On the 100th anniversary of Gettysburg, in 1963, the mood was significantly different. The United States was wealthier, more powerful, and at the same time more conscious of the ways it had failed its black citizens. In his speech commemorating the battle, Vice President Lyndon Johnson acknowledged all of this and connected the civil-rights movement to Lincoln’s interpretation of the events of early July 1863:

“One hundred years ago, the slave was freed. One hundred years later, the Negro remains in bondage to the color of his skin. The Negro today asks justice.

“We do not answer him—we do not answer those who lie beneath this soil—when we reply to the Negro by asking, ‘Patience.’

“It is empty to plead that the solution to the dilemmas of the present rests on the hands of the clock. The solution is in our hands. Unless we are willing to yield up our destiny of greatness among the civilizations of history, Americans—white and Negro together—must be about the business of resolving the challenge which confronts us now.

“Our nation found its soul in honor on these fields of Gettysburg 100 years ago. We must not lose that soul in dishonor now on the fields of hate.”

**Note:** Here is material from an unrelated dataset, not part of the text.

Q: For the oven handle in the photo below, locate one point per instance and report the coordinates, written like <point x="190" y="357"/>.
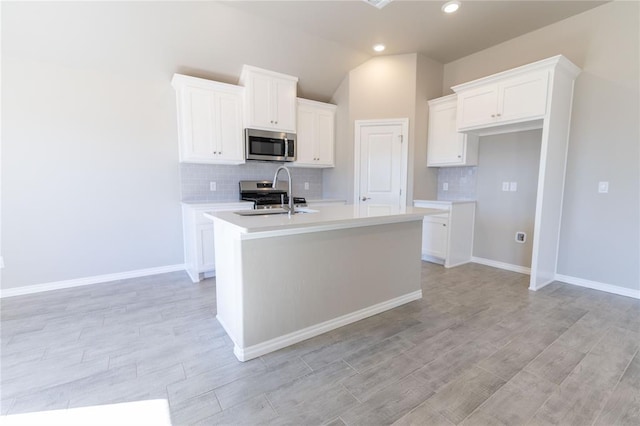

In the 50 years since, the United States has made tremendous progress in honoring the sacrifice at Gettysburg and moving toward a more just society. But even with an African-American president, racial equality is still a ways away, as any set of statistics on income, wealth, and education for whites, blacks, and other groups shows. If President Obama or Vice President Biden decides to commemorate the 150th anniversary with a speech, he can take Wilson’s route—and focus on the progress we’ve made—or borrow from LBJ and emphasize how far we have left.